National Archive of Data on Arts & Culture (NADAC)
https://www.icpsr.umich.edu/web/pages/NADAC/index.html
The ICPSR's National Archive of Data on Arts & Culture contains many datasets pertaining to topics such as participation in the arts (e.g. attending exhibits or concerts), "cultural policy" (e.g. support for public funding of the arts), the vitality of the arts in local areas, and media coverage of the arts and culture. Much of the contents of this archive formerly resided at the Cultural Policy and the Arts National Data Archive (CPANDA).

Pew Research Center
https://www.pewresearch.org/
The Pew Research Center is a major center for the study of public opinion and regularly conducts polls about various social and political topics and contemporary issues. They make many of their studies available for download here. Many of the more recent datafiles are in SPSS format. Users are required to register before downloading a dataset, but registration is free. Users should also check out Pew's various research projects and topics, such as Hispanic Trends, the Global Attitudes Project, and Religion and Public Life.

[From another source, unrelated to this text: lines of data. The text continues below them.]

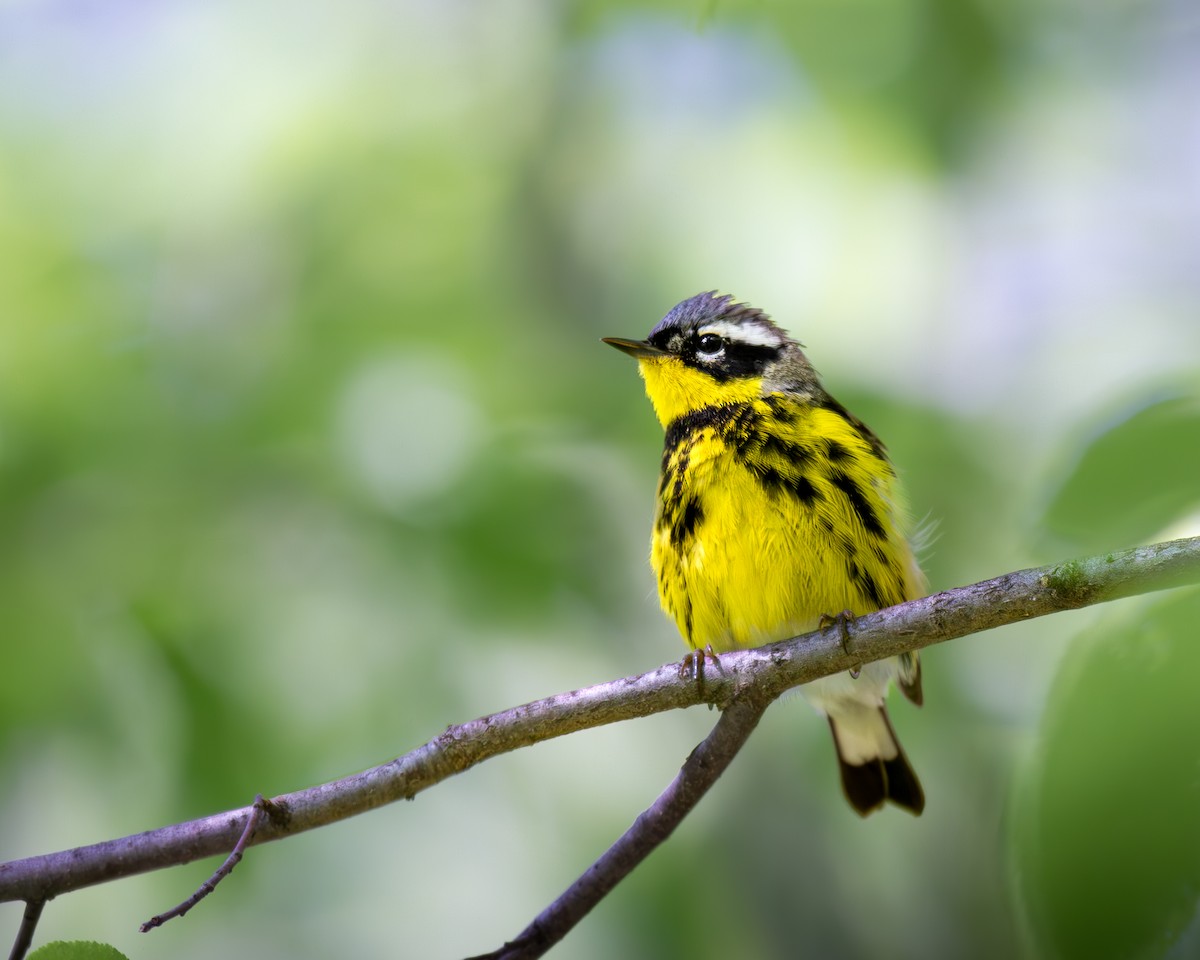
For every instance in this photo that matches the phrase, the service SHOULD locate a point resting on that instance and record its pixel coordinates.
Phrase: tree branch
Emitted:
(702, 768)
(768, 670)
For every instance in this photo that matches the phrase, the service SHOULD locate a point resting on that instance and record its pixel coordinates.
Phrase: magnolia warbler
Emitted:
(778, 508)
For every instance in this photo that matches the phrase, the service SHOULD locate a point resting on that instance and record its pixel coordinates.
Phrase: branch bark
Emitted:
(768, 671)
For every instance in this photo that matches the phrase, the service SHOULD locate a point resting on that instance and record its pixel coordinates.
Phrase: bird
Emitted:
(778, 510)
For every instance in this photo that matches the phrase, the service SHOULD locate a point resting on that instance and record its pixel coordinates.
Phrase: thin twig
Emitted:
(702, 768)
(773, 669)
(25, 931)
(257, 811)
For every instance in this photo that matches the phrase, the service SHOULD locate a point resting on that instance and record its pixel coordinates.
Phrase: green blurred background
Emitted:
(309, 448)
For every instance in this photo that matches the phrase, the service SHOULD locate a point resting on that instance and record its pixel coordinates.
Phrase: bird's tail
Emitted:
(874, 768)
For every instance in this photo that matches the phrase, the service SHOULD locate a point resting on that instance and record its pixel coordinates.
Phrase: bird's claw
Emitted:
(841, 621)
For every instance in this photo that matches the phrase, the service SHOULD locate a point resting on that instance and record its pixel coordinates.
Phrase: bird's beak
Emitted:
(636, 348)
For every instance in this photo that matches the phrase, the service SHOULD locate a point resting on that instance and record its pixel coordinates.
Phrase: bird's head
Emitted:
(711, 351)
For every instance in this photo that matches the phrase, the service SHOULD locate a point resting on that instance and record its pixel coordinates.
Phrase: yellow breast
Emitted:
(772, 513)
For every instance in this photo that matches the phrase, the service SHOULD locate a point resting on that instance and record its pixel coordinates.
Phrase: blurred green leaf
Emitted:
(77, 949)
(1133, 479)
(1107, 838)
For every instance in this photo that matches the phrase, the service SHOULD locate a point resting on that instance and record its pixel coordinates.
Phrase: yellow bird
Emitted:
(778, 508)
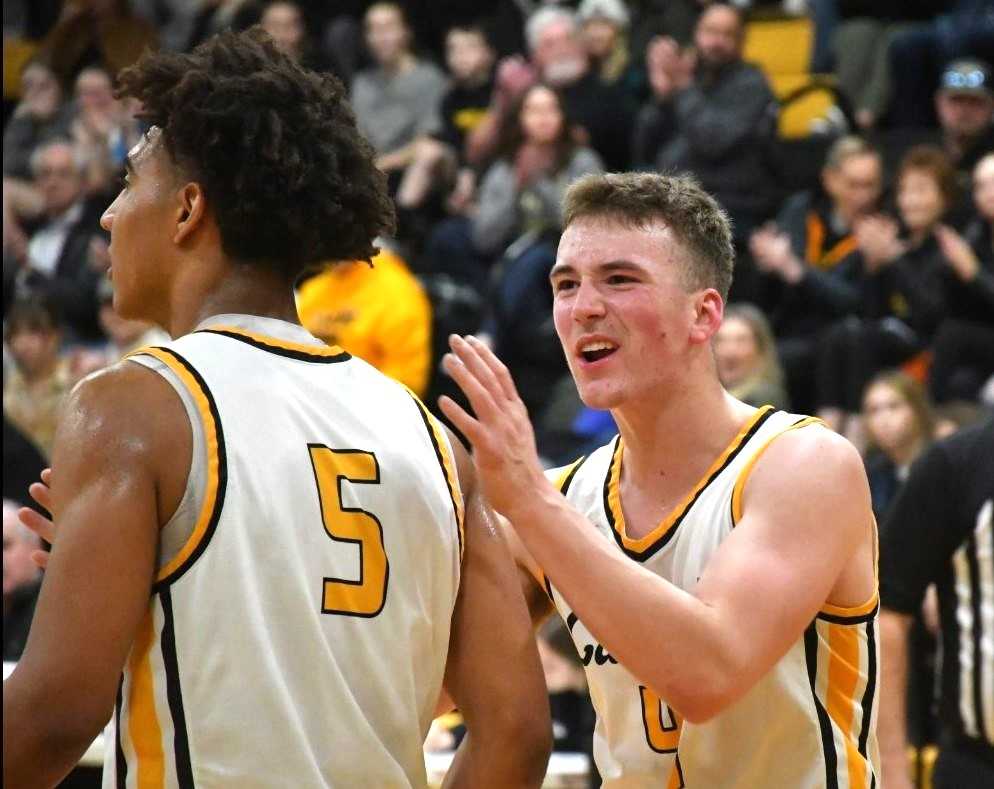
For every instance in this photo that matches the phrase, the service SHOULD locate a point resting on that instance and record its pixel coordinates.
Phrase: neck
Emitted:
(686, 429)
(229, 288)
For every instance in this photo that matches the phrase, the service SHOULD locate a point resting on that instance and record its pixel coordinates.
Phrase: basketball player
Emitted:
(715, 563)
(269, 558)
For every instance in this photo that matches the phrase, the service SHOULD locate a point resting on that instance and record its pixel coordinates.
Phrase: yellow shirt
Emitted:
(380, 314)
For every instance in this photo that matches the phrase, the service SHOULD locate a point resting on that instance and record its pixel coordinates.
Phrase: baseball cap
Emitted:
(967, 76)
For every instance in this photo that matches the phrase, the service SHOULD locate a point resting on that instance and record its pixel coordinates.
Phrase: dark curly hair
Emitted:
(275, 147)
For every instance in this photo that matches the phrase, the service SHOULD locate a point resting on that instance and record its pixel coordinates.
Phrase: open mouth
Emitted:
(595, 351)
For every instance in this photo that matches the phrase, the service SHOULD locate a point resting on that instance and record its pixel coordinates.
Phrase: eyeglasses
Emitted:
(965, 79)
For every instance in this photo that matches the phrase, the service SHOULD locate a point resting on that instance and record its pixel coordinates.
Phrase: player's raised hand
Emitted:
(501, 434)
(41, 492)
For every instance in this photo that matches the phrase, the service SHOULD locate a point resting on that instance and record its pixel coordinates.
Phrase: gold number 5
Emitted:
(332, 467)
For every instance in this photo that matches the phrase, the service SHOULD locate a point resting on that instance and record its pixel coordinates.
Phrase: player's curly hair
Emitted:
(288, 176)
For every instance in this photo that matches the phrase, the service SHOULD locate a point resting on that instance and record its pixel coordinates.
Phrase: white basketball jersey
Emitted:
(810, 722)
(298, 629)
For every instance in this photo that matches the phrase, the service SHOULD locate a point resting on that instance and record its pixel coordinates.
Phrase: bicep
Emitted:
(803, 521)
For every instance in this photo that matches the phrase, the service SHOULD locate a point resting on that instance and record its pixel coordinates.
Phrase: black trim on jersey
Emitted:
(564, 488)
(849, 620)
(300, 356)
(978, 631)
(121, 763)
(174, 693)
(222, 475)
(868, 699)
(423, 411)
(824, 724)
(649, 552)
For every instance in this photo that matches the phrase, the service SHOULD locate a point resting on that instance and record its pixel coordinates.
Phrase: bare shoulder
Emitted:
(809, 476)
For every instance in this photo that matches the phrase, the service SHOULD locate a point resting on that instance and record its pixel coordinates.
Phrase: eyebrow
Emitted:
(561, 269)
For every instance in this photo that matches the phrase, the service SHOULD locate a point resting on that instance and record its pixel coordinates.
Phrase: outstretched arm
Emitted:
(493, 672)
(106, 497)
(701, 649)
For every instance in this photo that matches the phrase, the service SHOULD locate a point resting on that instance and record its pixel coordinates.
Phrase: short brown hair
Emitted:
(640, 199)
(933, 162)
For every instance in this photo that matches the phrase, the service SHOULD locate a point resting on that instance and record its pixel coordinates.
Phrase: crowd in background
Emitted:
(864, 287)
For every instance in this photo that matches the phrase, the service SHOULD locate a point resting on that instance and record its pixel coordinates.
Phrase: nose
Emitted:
(107, 218)
(587, 304)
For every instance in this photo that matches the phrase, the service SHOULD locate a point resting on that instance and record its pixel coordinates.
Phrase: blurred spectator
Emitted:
(123, 337)
(471, 61)
(940, 531)
(898, 422)
(902, 299)
(746, 355)
(284, 21)
(213, 16)
(34, 391)
(21, 581)
(96, 32)
(711, 114)
(41, 115)
(60, 259)
(605, 36)
(811, 275)
(22, 462)
(918, 55)
(397, 101)
(601, 112)
(963, 351)
(378, 312)
(104, 130)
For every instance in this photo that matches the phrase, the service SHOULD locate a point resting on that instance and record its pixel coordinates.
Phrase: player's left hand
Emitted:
(501, 434)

Roper Center for Public Opinion Research
https://ropercenter.cornell.edu/
The Roper Center is one of the country's premier centers for polling data, with holdings dating back to 1935 and data from a large and growing list of providers. While the bulk of the Center's data are for national polls, it also includes many state-level polls as well. The iPOLL interface may be of particular use because it allows users to search through surveys at the question level. Roper also has a large compilation of Presidential approval ratings and various other collections of contemporary and historic opinion polls. See https://ropercenter.cornell.edu/data-highlights/featured-projects for other Roper projects related to public-opinion data. The Roper Center is also available via Databases at Emory.

Religion

Association of Religion Data Archives (ARDA)
https://www.thearda.com/
The ARDA contains many datasets pertaining to religion, such as surveys on topics such as the public's religious attitudes and practices, surveys of church leaders, and studies on the provision of social services by individual congregations. ARDA also provides geographic profiles of congregations and demographic profiles of denominations.

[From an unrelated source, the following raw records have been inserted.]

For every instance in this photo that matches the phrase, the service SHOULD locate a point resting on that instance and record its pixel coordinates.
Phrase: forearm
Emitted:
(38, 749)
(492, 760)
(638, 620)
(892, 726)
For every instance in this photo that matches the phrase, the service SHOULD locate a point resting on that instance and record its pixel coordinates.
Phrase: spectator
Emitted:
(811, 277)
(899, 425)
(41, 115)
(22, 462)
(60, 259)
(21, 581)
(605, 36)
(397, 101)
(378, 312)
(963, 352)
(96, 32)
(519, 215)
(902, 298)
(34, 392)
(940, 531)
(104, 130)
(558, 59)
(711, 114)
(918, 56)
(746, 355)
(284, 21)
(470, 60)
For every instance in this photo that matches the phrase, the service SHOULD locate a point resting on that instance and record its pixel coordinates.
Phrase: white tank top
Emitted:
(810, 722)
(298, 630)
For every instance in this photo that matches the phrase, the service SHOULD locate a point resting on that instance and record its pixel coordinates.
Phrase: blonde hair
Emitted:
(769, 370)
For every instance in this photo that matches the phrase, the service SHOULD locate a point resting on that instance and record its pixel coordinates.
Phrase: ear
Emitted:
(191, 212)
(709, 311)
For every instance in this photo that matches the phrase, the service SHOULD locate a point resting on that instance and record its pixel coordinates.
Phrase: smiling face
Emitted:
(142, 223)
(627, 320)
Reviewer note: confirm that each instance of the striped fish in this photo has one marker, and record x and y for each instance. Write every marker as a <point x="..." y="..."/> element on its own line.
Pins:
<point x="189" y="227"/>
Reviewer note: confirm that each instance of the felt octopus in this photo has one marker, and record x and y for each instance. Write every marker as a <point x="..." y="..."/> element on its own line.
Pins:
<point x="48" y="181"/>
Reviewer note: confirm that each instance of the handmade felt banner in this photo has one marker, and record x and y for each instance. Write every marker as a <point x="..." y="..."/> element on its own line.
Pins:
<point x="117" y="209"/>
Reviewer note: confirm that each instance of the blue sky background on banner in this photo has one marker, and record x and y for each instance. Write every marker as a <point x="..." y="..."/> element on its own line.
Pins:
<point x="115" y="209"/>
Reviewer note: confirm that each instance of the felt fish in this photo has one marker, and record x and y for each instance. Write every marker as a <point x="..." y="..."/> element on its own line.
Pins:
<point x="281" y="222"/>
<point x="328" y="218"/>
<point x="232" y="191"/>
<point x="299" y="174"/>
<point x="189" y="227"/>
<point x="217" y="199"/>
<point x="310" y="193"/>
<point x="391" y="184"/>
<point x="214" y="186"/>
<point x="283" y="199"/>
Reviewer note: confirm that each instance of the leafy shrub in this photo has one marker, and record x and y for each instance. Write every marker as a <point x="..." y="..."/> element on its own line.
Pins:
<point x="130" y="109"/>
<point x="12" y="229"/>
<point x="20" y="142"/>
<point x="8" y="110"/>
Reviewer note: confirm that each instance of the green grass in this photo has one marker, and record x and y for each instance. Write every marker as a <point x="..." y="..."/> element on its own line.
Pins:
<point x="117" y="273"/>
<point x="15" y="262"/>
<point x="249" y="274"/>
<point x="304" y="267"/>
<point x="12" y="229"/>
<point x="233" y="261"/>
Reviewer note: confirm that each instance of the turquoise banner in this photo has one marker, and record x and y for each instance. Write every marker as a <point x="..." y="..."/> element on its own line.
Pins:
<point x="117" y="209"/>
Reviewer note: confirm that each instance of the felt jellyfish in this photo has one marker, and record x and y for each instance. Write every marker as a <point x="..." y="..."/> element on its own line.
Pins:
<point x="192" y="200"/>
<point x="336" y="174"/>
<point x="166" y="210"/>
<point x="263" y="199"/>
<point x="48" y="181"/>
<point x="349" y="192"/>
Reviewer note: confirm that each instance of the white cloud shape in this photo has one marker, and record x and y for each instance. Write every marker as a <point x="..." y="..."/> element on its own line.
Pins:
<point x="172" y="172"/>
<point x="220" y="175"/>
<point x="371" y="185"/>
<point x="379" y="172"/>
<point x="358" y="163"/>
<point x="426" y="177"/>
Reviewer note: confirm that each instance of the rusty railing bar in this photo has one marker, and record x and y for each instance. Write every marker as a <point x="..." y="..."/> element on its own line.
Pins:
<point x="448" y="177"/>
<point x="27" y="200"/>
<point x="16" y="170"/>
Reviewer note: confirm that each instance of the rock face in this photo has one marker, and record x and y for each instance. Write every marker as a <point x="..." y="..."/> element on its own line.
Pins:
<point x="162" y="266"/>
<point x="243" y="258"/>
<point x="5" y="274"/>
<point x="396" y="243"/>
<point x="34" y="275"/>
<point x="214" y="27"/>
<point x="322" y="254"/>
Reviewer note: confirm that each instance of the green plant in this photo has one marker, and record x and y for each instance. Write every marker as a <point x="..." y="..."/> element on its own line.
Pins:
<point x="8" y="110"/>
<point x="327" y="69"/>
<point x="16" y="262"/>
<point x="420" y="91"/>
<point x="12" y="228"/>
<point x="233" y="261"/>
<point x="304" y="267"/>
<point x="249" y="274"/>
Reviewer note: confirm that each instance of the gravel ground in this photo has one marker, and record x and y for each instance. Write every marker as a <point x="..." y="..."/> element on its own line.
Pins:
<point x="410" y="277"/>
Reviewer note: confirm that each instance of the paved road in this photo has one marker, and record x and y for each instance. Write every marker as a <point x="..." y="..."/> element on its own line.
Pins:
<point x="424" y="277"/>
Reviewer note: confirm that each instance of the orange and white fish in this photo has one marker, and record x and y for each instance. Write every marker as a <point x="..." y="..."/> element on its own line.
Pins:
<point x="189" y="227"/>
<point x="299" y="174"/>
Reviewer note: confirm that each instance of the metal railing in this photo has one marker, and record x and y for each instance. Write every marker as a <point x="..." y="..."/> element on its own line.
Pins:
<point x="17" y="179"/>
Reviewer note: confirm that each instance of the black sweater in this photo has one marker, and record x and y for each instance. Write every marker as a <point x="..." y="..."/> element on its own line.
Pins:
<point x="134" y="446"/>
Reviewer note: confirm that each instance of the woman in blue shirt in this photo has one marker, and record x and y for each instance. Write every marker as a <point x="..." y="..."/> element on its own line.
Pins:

Pew Research Center's Religion and Public Life Project
https://www.pewresearch.org/topic/religion//
The Religion and Public Life Project is devoted to the intersections between religious faith and public affairs, including topics such as "shifting religious composition to the influence of religion on politics to the extent of government and social restrictions on religion." In addition to reports and analyses, it provides access to a variety of data-related resources, such as individual datasets and interactive databases. The Project's undertakings range from large-scale surveys such as the U.S. Religious Landscape Survey to summaries of state-level legislation on religious law.